An axe will literally inflict blunt damage in addition or even in absence of its cutting damage. You can have the edge taken off an axe entirely and it still remains a devastating weapon, and hitting heavy armour will be equivalent to a flanged mace or similar.
I should know -- for years I carried around a camp-axe with me while backpacking that was never sharpened and blunt as anything. It still chopped wood.
So an axe would do chop damage,
unless it cuts through a hardened wood helmet.
And maybe a flanged mace would do semi-chop...
and a falchion chould do 50/50 shopcut.
More severe now :
I think the weapons should do damage based on their energy,
and based on their shape would try to turn this into cutdamage, or not.

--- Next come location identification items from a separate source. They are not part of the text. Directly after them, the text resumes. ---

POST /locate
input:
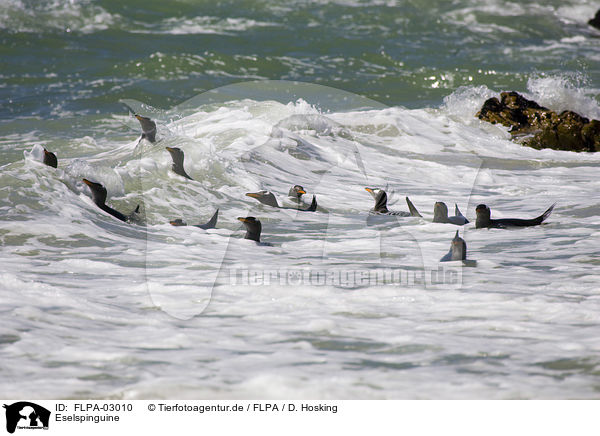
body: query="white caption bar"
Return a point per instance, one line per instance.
(277, 417)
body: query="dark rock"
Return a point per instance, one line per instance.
(539, 127)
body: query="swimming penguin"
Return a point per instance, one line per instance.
(50, 159)
(296, 193)
(211, 224)
(99, 197)
(380, 208)
(253, 229)
(484, 220)
(440, 215)
(178, 156)
(458, 251)
(267, 197)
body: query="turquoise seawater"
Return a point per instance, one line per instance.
(92, 307)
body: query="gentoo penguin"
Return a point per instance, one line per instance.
(458, 251)
(440, 215)
(296, 193)
(50, 159)
(484, 219)
(99, 197)
(178, 156)
(380, 207)
(253, 229)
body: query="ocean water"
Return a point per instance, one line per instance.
(335, 96)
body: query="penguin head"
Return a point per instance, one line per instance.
(98, 191)
(148, 128)
(459, 248)
(440, 210)
(380, 197)
(253, 227)
(483, 212)
(176, 154)
(296, 191)
(50, 159)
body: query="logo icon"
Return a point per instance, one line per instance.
(26, 415)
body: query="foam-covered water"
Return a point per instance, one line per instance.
(93, 307)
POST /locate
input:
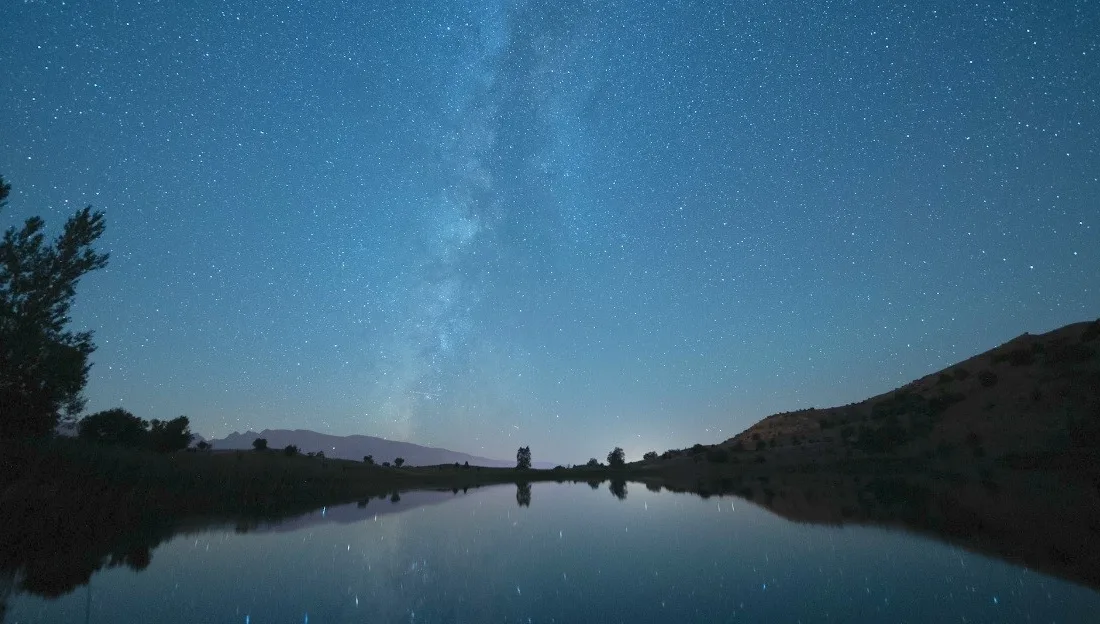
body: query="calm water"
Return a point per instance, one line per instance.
(575, 554)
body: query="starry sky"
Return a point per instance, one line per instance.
(568, 225)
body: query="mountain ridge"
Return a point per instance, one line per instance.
(355, 447)
(1033, 394)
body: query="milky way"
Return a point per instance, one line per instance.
(564, 225)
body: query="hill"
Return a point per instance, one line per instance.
(355, 447)
(1035, 396)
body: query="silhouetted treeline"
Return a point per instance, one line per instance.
(119, 427)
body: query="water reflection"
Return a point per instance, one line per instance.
(1046, 524)
(524, 494)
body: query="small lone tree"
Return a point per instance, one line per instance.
(524, 458)
(43, 365)
(169, 436)
(616, 458)
(112, 427)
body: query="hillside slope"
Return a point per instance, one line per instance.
(1032, 396)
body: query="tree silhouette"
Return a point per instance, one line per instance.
(616, 458)
(43, 365)
(524, 458)
(112, 427)
(524, 494)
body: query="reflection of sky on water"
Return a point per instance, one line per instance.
(574, 555)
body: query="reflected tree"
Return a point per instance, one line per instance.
(524, 494)
(524, 458)
(616, 458)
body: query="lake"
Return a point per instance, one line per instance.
(554, 553)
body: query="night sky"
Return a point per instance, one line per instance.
(564, 225)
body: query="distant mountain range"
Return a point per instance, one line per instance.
(356, 447)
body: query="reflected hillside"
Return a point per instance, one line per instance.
(1040, 521)
(1046, 522)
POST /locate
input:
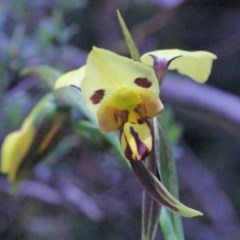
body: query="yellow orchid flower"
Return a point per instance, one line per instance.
(195, 64)
(124, 94)
(22, 149)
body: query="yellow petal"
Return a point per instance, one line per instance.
(72, 78)
(21, 148)
(136, 141)
(127, 105)
(15, 147)
(107, 72)
(196, 65)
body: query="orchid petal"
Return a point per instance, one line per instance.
(196, 65)
(136, 141)
(72, 78)
(107, 72)
(22, 149)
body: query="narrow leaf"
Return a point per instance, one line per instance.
(128, 39)
(167, 226)
(151, 209)
(169, 177)
(150, 212)
(159, 193)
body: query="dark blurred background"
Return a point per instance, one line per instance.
(83, 190)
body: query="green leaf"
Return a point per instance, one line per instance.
(151, 209)
(167, 226)
(150, 217)
(128, 39)
(169, 178)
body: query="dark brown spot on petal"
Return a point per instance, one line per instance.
(74, 86)
(140, 109)
(142, 148)
(97, 96)
(120, 117)
(143, 82)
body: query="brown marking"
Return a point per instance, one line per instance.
(142, 148)
(140, 109)
(120, 117)
(97, 96)
(143, 82)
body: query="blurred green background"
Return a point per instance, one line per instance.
(83, 190)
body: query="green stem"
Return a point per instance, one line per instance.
(169, 179)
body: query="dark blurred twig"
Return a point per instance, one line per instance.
(214, 202)
(208, 103)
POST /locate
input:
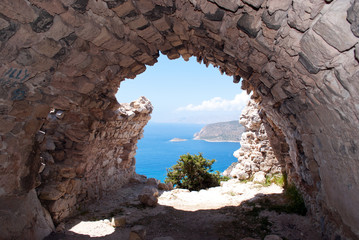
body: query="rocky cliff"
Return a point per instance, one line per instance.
(68, 57)
(221, 132)
(256, 154)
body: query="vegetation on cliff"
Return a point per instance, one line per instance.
(221, 132)
(193, 172)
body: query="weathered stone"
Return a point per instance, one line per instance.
(51, 192)
(118, 221)
(275, 5)
(259, 177)
(275, 20)
(305, 85)
(317, 51)
(43, 23)
(249, 24)
(125, 9)
(80, 5)
(18, 10)
(298, 17)
(352, 17)
(51, 6)
(34, 222)
(255, 157)
(58, 30)
(149, 196)
(231, 5)
(162, 24)
(217, 16)
(311, 68)
(332, 26)
(138, 232)
(7, 31)
(4, 24)
(47, 47)
(254, 3)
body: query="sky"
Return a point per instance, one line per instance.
(186, 92)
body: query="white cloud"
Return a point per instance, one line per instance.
(219, 104)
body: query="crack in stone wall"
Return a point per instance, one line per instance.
(263, 151)
(300, 59)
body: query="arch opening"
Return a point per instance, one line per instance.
(72, 55)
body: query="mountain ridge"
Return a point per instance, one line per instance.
(230, 131)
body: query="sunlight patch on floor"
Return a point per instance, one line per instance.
(231, 193)
(93, 228)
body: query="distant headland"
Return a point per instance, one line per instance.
(178, 140)
(221, 132)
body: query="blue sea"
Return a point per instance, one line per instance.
(156, 153)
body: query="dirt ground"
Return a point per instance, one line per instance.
(233, 211)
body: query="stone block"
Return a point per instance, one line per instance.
(124, 9)
(275, 5)
(7, 124)
(80, 5)
(213, 26)
(19, 10)
(24, 37)
(61, 205)
(275, 20)
(114, 44)
(47, 47)
(100, 8)
(259, 177)
(317, 51)
(254, 3)
(231, 5)
(51, 6)
(249, 24)
(162, 24)
(140, 23)
(58, 30)
(67, 172)
(144, 5)
(118, 221)
(138, 232)
(50, 192)
(4, 24)
(333, 25)
(216, 16)
(88, 31)
(353, 18)
(34, 223)
(298, 18)
(7, 30)
(103, 37)
(43, 23)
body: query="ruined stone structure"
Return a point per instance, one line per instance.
(263, 149)
(61, 62)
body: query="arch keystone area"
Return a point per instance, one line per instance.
(65, 139)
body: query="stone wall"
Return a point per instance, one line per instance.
(300, 59)
(256, 154)
(80, 165)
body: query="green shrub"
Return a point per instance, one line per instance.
(193, 172)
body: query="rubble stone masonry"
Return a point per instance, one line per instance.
(64, 139)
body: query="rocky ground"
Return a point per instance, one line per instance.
(235, 210)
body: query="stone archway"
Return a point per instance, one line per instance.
(62, 61)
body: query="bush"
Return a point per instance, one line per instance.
(193, 172)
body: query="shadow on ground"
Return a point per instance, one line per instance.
(256, 218)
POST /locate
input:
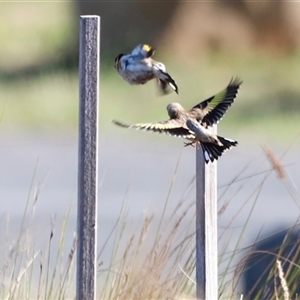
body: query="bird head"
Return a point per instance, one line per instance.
(174, 109)
(117, 59)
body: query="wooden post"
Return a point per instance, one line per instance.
(206, 228)
(89, 52)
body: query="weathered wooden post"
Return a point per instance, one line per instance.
(89, 52)
(206, 228)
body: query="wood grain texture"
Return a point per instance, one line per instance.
(89, 52)
(206, 227)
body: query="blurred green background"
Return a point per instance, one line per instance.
(202, 44)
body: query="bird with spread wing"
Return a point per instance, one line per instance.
(194, 124)
(138, 68)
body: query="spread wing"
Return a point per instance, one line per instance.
(217, 105)
(171, 127)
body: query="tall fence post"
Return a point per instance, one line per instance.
(89, 52)
(206, 228)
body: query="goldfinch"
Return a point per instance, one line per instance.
(138, 68)
(193, 124)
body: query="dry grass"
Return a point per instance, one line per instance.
(154, 259)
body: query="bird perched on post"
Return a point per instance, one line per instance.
(138, 68)
(193, 124)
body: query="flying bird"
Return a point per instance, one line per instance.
(138, 68)
(194, 124)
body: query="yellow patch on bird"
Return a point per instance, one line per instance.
(146, 47)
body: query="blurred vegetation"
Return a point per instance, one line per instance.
(39, 75)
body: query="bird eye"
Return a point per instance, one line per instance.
(118, 57)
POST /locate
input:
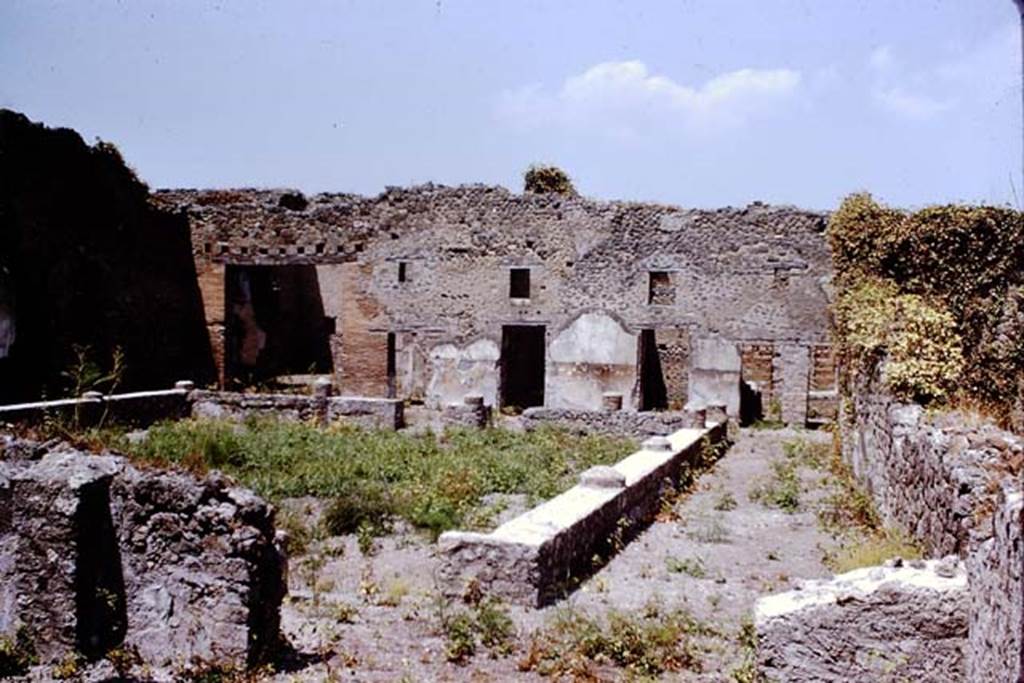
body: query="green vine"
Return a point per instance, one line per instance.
(939, 293)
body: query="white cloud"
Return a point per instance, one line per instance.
(983, 73)
(622, 98)
(881, 58)
(909, 104)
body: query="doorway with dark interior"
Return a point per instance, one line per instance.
(653, 394)
(522, 366)
(275, 324)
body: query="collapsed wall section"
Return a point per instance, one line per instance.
(86, 261)
(952, 482)
(534, 558)
(97, 555)
(433, 272)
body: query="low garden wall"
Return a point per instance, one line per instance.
(897, 623)
(617, 423)
(535, 558)
(952, 482)
(139, 408)
(143, 408)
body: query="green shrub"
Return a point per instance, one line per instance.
(692, 566)
(360, 505)
(17, 653)
(646, 643)
(782, 489)
(918, 338)
(371, 476)
(949, 283)
(543, 179)
(485, 621)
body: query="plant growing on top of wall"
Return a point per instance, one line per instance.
(939, 293)
(918, 338)
(544, 179)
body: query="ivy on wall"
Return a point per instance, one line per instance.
(939, 293)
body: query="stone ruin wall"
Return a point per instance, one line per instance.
(953, 483)
(97, 555)
(755, 278)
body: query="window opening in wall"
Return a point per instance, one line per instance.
(653, 394)
(659, 290)
(519, 284)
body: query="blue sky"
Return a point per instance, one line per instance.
(698, 102)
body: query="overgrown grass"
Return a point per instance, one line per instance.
(849, 513)
(782, 489)
(434, 482)
(871, 550)
(647, 643)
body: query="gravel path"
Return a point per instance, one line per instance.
(714, 556)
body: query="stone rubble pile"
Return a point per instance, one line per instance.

Otherwise the damage would remain blunt.
A mace and an axe of equal proportions would do the same amount of damage.
But the axe would try to turn this into cut.
At the price of balance, the cut-advantage would be traded off for handling.
A sword of the same length would be lighter,
it would also try to cut, would have the best handling but
it would deliver less damage than axes&maces.
A sword of the same weight of a mace would loose the handling-advantage,
but this gets traded off for reach/length.
So why should one try to get cut-damage ?
Because it would be higher than blunt-damage.
This would work well with locational damage.
The highest advantage for cut above blunt would be at limbs and neck.
An armor would subtract a certain amount of damage,
what gets through would be turned into cut.
The subtracted damage doesn't vanish, it just stayes blunt.
Now a certain % from this blunt would get substracted, depending on cushioning...
and the final calculated damage would be blunt&cut combined.
( but the healing rates could be different )
And thrusting attacks could turn cut-damage into pierce-damage.
A thrusting attack would do little base-damage, because the weapons doesn't get swung.
Therefore cut-damage could get turned into pierce-damage,
wich would be especially effective at the chest/torso and the head.
The multiplier would be higher than for cut ( but less at limbs and neck ).
The more pointy a tip is, the higher the portion of pierce damage.
More pointy weapons would also decrease the effectiveness of armor.